Thomas appears in the middle of our reading – almost like one of those scenes in a play – or even a pantomime – where the curtain drops between scenes and a strong character, a Hamlet or a Dame, wanders out and gives a solo speech expressing all their worries and fears. The curtain has come down on the room where the frightened, puzzled disciples have just seen Jesus for themselves. They have heard his words of peace with their own ears, seen him with their eyes, and felt his gentle empowering breath giving them courage. The room had echoed with the memory of the angel who had been at the tomb, that mysterious, feather-light touch of God’s promise and presence, the presence and promise from which Thomas had been excluded.
So, he pushes for himself. He is an outsider. But in the wise words of Mother Julian from Call the Midwife, sometimes life is defined not by what we leave out, but by what we let in. So the curtain rises again. And the scene looks the same – a room, a crowd of gathered disciples. But the fear and the confusion are missing as once again Jesus appears amongst them. This time Thomas experiences the words of peace and hears Jesus gentle invitation, letting in the good news of risen life. For Thomas the stone is finally rolled away and he has a glorious moment of revelation and faith.

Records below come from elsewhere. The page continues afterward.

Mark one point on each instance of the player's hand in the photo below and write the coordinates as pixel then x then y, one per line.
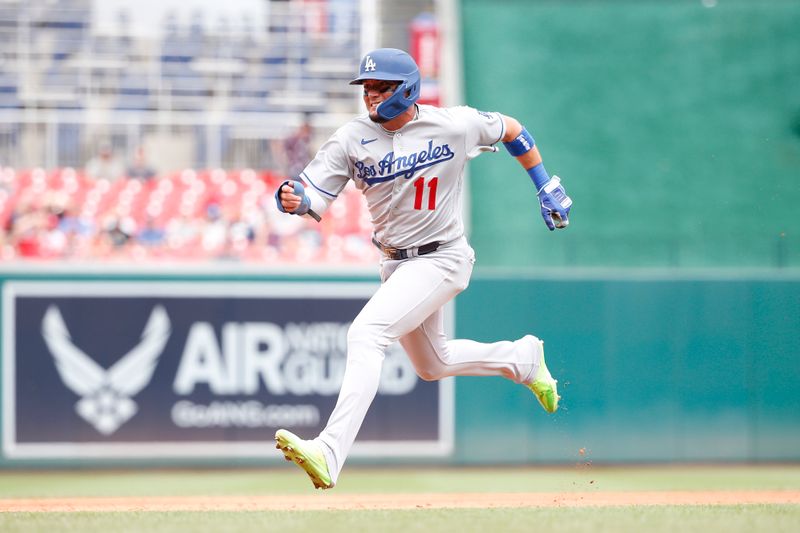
pixel 291 198
pixel 555 204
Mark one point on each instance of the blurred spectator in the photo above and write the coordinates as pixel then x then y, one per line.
pixel 117 231
pixel 139 168
pixel 151 235
pixel 105 165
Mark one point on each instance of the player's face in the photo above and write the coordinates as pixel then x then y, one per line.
pixel 375 92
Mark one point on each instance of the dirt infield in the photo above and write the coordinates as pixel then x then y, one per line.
pixel 333 501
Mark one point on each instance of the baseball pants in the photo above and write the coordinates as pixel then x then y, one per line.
pixel 409 307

Sometimes our shoulder is bruised as we struggle to move the stones in our own life. We struggle to understand where God is and where hope is to be found, wrestling with questions and dilemmas to which others seem to have found the answers. It might be the whole experience of the last year, or living through these present days when we are still so uncertain if our world really will recover. Maybe for you it’s in long nights of chronic pain, or watching with a loved one, or just living with worries, or broken love, or walking through the valley of grief. All of these times can mean our shoulders can feel very bruised as we push at the stones to try to find new hope.
But then, mysteriously, there is the whisper or a breath, the feathery glimpse of an angel’s wing, and hope stirs, peace fall and Jesus bless us who have not yet fully seen, and yet we believe and hold fast to our faith. Then we join Thomas in declaring My Lord and My God, and say, sometimes with confidence, sometimes with croaky voice, Alleluia, Christ is Risen.!
Where have you glimpsed signs of resurrection hope this week?